Now, the teens are relatively broadly characterized, and their problems
sometimes not too far from a soap opera, but there’s an earnestness in the way
the film and the actors portray the material that makes it involving and
interesting even though we’ve encountered characters very much like these before
rather often. The film treats its stereotypes more as archetypes through which
it is easier to explore what it wants to talk about, yet it also knows the right
moments when to treat them as people.
On the more direct horror front, there’s quite a bit to enjoy here too. Not
only do I like the film’s approach to its school legends as tales that
influence the perceived reality of the characters, the resulting ghosts are just
flat-out creepy, created with the sense of corpse-like physicality and deformity
mirroring either their deaths or their characters that is typical of the
approach to ghosts in Thai horror.

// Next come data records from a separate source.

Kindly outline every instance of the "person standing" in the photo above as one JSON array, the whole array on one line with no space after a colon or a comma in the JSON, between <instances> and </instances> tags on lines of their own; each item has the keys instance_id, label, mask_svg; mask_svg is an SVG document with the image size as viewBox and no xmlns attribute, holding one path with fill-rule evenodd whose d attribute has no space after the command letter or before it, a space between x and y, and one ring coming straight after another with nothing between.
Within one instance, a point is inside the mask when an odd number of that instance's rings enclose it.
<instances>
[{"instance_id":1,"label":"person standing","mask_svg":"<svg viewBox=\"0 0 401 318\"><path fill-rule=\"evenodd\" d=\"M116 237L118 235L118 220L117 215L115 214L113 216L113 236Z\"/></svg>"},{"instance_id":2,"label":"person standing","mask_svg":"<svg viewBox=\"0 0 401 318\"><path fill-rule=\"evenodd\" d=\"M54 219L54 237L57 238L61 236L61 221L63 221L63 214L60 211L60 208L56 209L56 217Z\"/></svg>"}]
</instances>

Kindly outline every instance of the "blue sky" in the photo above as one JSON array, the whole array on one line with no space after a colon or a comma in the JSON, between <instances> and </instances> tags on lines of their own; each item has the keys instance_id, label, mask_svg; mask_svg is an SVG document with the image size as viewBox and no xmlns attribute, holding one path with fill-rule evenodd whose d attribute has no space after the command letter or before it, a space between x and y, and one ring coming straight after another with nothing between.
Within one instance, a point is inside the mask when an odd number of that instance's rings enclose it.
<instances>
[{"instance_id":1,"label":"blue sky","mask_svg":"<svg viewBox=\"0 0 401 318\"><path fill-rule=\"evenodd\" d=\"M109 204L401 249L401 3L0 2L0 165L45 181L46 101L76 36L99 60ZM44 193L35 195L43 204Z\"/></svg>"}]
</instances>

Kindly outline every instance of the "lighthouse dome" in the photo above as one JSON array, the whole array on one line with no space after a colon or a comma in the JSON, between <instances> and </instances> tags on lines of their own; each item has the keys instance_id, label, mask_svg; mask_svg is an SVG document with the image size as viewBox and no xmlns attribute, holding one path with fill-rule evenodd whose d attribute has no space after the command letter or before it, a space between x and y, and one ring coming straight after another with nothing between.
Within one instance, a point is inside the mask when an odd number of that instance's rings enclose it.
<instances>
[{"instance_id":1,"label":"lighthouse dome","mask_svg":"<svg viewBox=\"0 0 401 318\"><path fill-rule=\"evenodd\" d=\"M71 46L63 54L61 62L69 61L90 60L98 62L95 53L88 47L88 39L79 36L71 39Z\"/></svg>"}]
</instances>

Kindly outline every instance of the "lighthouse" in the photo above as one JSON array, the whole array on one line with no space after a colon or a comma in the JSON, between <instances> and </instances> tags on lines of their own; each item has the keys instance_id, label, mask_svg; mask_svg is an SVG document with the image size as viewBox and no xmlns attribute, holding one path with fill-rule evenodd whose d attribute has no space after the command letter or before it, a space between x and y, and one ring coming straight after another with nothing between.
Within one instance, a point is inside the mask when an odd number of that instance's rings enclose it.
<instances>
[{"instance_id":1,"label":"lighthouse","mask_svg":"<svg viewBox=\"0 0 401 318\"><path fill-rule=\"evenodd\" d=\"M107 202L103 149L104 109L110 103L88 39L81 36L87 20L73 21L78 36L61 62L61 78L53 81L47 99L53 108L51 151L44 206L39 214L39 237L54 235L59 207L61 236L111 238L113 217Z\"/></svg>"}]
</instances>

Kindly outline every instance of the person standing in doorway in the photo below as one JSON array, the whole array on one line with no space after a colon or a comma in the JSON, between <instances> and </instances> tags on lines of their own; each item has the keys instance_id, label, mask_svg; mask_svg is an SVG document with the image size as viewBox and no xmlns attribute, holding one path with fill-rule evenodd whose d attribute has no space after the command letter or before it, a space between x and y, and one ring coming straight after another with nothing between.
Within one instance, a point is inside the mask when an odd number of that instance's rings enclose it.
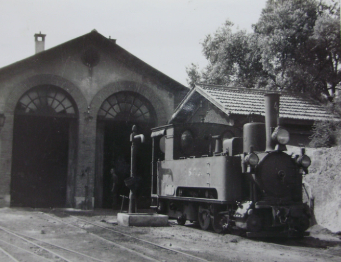
<instances>
[{"instance_id":1,"label":"person standing in doorway","mask_svg":"<svg viewBox=\"0 0 341 262\"><path fill-rule=\"evenodd\" d=\"M112 194L112 208L114 209L116 207L117 201L117 176L115 173L115 169L112 168L110 169L110 174L111 175L111 181L112 182L112 187L111 188L111 194Z\"/></svg>"}]
</instances>

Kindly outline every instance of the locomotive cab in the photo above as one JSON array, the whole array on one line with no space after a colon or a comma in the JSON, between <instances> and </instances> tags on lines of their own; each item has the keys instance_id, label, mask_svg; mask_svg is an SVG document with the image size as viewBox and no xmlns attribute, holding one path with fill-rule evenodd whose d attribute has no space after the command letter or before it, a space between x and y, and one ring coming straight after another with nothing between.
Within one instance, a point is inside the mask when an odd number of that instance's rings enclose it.
<instances>
[{"instance_id":1,"label":"locomotive cab","mask_svg":"<svg viewBox=\"0 0 341 262\"><path fill-rule=\"evenodd\" d=\"M170 124L152 129L152 206L183 225L250 237L306 235L302 176L310 159L287 154L279 95L265 96L265 123Z\"/></svg>"}]
</instances>

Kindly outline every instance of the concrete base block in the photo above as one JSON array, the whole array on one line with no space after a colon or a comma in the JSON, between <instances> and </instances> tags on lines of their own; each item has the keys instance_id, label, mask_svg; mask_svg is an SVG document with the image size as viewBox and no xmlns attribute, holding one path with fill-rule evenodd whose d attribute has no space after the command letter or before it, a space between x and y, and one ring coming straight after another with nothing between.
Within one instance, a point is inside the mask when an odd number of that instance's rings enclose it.
<instances>
[{"instance_id":1,"label":"concrete base block","mask_svg":"<svg viewBox=\"0 0 341 262\"><path fill-rule=\"evenodd\" d=\"M117 224L126 227L164 227L168 225L168 216L147 213L118 213Z\"/></svg>"}]
</instances>

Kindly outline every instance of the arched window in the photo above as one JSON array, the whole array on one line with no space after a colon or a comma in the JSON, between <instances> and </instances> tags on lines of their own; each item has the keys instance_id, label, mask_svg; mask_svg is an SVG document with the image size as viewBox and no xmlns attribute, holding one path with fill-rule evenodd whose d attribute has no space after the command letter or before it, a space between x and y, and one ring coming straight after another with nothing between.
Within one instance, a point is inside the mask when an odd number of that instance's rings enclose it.
<instances>
[{"instance_id":1,"label":"arched window","mask_svg":"<svg viewBox=\"0 0 341 262\"><path fill-rule=\"evenodd\" d=\"M51 85L40 86L29 90L19 100L16 114L75 115L76 107L67 93Z\"/></svg>"},{"instance_id":2,"label":"arched window","mask_svg":"<svg viewBox=\"0 0 341 262\"><path fill-rule=\"evenodd\" d=\"M152 124L156 114L145 98L134 92L121 91L108 98L98 113L99 118Z\"/></svg>"}]
</instances>

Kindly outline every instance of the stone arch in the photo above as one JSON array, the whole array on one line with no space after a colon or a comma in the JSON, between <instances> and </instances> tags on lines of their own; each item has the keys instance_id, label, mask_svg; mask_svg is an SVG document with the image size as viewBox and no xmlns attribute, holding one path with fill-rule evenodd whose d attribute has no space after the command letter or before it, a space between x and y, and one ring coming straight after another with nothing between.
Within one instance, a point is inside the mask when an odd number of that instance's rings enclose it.
<instances>
[{"instance_id":1,"label":"stone arch","mask_svg":"<svg viewBox=\"0 0 341 262\"><path fill-rule=\"evenodd\" d=\"M97 117L97 114L103 102L114 93L130 91L137 93L147 99L152 104L156 113L157 125L164 125L167 121L167 114L163 103L151 89L143 84L128 81L112 83L103 87L96 94L90 104L91 111Z\"/></svg>"},{"instance_id":2,"label":"stone arch","mask_svg":"<svg viewBox=\"0 0 341 262\"><path fill-rule=\"evenodd\" d=\"M69 138L72 137L72 140L69 140L68 162L67 166L67 177L66 196L66 206L73 205L73 198L75 192L75 177L77 172L78 158L77 137L79 132L79 124L77 119L81 117L82 112L86 111L88 103L81 90L70 81L60 76L52 74L37 75L13 85L13 88L6 98L4 111L6 117L6 124L2 134L2 150L0 157L0 164L3 168L0 171L1 175L6 180L11 181L12 175L13 135L15 131L15 111L18 102L20 98L32 88L39 86L53 86L62 89L67 93L73 100L75 106L76 118L69 123ZM70 131L71 130L72 131ZM70 141L71 141L70 142ZM4 190L5 197L6 199L5 205L9 206L11 199L11 183L9 182L6 188Z\"/></svg>"},{"instance_id":3,"label":"stone arch","mask_svg":"<svg viewBox=\"0 0 341 262\"><path fill-rule=\"evenodd\" d=\"M131 132L131 126L129 125L132 123L129 123L129 117L125 118L127 120L124 121L122 121L122 119L116 120L115 117L111 120L106 118L106 113L101 112L102 109L100 110L101 106L109 98L115 96L115 94L118 95L120 93L131 94L132 97L135 96L135 98L139 96L143 97L148 101L151 107L153 108L153 111L155 111L156 121L153 122L153 126L148 127L149 131L147 131L147 128L143 131L138 130L138 132L145 132L144 135L147 135L145 142L141 145L141 147L143 147L143 150L140 151L140 153L139 151L137 152L138 156L139 155L138 159L140 161L140 164L138 165L140 170L137 173L143 177L142 180L145 181L146 184L148 184L148 181L150 180L149 177L150 172L148 171L151 161L149 158L152 155L149 151L152 148L150 128L155 125L164 124L167 120L165 107L160 98L150 87L142 84L128 81L112 83L105 86L96 94L90 104L90 111L95 117L94 120L97 123L94 195L95 207L109 208L115 205L115 198L113 199L111 197L109 193L111 179L109 174L112 167L115 167L116 175L120 178L118 179L118 189L116 193L118 195L129 194L129 192L126 192L128 188L123 183L123 178L126 178L127 175L129 176L130 174L130 146L129 138ZM111 106L114 103L109 104ZM132 103L131 104L133 104ZM132 108L130 107L129 111L130 111ZM147 128L147 126L145 127ZM141 153L142 152L143 154Z\"/></svg>"},{"instance_id":4,"label":"stone arch","mask_svg":"<svg viewBox=\"0 0 341 262\"><path fill-rule=\"evenodd\" d=\"M9 94L4 108L5 113L13 114L17 103L24 93L32 87L42 85L57 86L66 91L75 101L79 112L86 110L88 103L80 89L72 82L52 74L37 75L21 81Z\"/></svg>"}]
</instances>

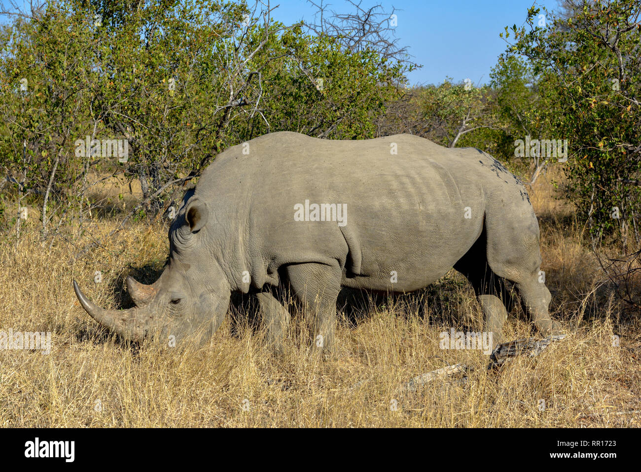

They are also just plain great practical
effects used in scare sequences that feel more classicist than clichéd thanks to
the great care Patthanakumjon puts into using just the right lighting, clever
editing rhythms, and so on and so forth.
In general, while keeping with the surface slickness useful in all
teen-centric horror, Patthanakumjon does put a lot of original and clever little
flourishes into the moments that are not meant to be scary – my favourite moment
is early on when the film’s title music turns out to be diegetic and played by
our marching band (who will most certainly win The Competition if that’s what
they get up to on a regular basis).
Craftsmanship, a thoughtful and intelligent script, a good idea of how to use
clichés and when to drop them, and a capable young cast really come together
into something special and effective in School Tales.